Led by LaCamera, Fort Carson's commanding general, hundreds of troops gathered Thursday to pay their respects to 12 men whose names were added to The Mountain Post Global War on Terrorism Fallen Soldiers' Memorial.

A blanket of gray clouds hung low over the post as the uniformed men and women bowed their heads in prayer. Four days before Memorial Day - a national holiday often referred to as the unofficial start of summer - the weather seemed appropriate.

"I think everyone who's served in the Army over the last several years is personally touched by a loss," said Lt. Col. Geoffrey Norman, commander of Fort Carson's 7th Squadron, 10th Cavalry Regiment of the 1st Brigade Combat Team.

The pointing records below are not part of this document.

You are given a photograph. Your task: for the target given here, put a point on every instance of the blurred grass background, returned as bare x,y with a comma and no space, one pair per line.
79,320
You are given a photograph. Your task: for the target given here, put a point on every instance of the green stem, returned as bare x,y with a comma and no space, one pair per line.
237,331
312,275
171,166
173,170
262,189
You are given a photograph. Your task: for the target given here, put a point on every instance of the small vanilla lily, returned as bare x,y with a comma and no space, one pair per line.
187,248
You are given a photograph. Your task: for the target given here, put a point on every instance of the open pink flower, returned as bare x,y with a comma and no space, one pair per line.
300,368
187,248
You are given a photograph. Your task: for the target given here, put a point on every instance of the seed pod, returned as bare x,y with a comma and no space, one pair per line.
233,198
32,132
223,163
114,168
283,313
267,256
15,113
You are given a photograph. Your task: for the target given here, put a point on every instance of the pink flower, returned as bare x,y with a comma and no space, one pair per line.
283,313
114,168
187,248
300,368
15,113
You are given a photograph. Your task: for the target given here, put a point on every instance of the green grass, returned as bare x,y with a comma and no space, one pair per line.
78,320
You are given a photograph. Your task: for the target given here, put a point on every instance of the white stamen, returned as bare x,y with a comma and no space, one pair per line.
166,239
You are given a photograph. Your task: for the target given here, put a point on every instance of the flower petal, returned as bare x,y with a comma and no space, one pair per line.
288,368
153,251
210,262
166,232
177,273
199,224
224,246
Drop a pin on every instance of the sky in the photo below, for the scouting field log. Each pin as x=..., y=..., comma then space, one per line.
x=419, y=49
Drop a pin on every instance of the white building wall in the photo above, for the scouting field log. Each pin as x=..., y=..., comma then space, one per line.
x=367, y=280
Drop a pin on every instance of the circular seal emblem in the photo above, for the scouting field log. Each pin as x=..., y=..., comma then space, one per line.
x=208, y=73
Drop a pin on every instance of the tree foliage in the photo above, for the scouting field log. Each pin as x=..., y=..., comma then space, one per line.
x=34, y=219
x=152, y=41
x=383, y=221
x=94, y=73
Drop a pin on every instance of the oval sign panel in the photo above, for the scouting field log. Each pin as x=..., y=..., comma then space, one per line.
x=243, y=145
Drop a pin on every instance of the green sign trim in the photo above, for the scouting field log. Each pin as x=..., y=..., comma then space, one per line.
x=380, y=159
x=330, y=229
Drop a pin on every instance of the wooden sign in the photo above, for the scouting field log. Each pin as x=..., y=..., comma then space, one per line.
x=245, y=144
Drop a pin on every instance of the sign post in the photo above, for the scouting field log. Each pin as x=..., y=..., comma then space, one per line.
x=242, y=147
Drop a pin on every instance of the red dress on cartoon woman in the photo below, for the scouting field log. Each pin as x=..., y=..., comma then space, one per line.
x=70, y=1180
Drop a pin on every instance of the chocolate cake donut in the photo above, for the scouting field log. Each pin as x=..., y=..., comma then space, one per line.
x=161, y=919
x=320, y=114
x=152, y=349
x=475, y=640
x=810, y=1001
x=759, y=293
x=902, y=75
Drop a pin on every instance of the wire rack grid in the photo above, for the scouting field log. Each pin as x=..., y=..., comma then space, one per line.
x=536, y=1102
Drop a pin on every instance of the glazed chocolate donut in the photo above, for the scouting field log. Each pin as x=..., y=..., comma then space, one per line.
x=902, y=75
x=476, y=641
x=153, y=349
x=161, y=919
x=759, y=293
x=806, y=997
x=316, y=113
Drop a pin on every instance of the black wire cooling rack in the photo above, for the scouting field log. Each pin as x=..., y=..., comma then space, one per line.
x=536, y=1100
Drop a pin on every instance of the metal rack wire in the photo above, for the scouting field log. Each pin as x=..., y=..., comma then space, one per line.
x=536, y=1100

He planned to take his children to the memorial on Monday.

"It helps kind of ground a person," he said.

Nine of the troops whose names were added to the stone memorial, at Nelson Boulevard and Highway 115, served in the 4th Brigade Combat Team, a unit that returned late last year from nine-months in eastern Afghanistan. There, the threat of Afghans wearing army and police uniforms equalled that of roadside bombs - traditionally the deadliest threat to American troops.

Three members of the brigade died in the "insider" attacks, the same number killed by roadside bombs.

In one attack, an Afghan turned his newly-issued gun on U.S. troops on Aug. 27, killing two Fort Carson soldiers, Staff Sgt. Christopher Birdwell and Spc. Mabry Anders.

Anders' mother, Genevieve Woydziak, traded messages with the 21-year-old on Facebook nearly every day while he served in Afghanistan. One day, those conversations stopped.

Instead, an Army officer bearing the message of her son's death knocked on her door.

"He'd been gone one day too long," she said.

One airman added to the wall, Maj. Walter Gray, was attached to the 4th Brigade while helping to coordinate airstrikes with the Air Force's 13th Air Support Operations Squadron, a unit stationed at Fort Carson.

Gray, as well as two Fort Carson soldiers - including the brigade's top enlisted soldier, Command Sgt. Maj. Kevin Griffin - and a U.S. State Department employee died Aug. 8 when two suicide bombers attacked.

The brigade's headquarters building soon will be named for Griffin, said Maj. Earl Brown, a post spokesman.

Another airman added to the post's wall, Senior Airman Bradley Smith, died in 2010 while temporarily assigned to the 13th Air Support Operations Squadron. The most recent casualty, Staff Sgt. Mark Schoonhoven of the 43rd Sustainment Brigade, died a month after a mid-December bombing.

The meaning of Memorial Day is too often dismissed by those not in the military, said Griffin's brother, Shawn Griffin.

"It's something I think that's just out of sight, out of mind for a lot of citizens," Shawn Griffin said.

The evidence of the post's lingering grief was clear on Thursday in a wreath set at the front of the memorial.

In it were 12 pink carnations, one for each of the fallen troops.

One by one, a comrade from each soldier or airman's unit walked up slowly to wreath and offered a final salute.

And as a bugle played in the background, hundreds of other troops stood up and did the same.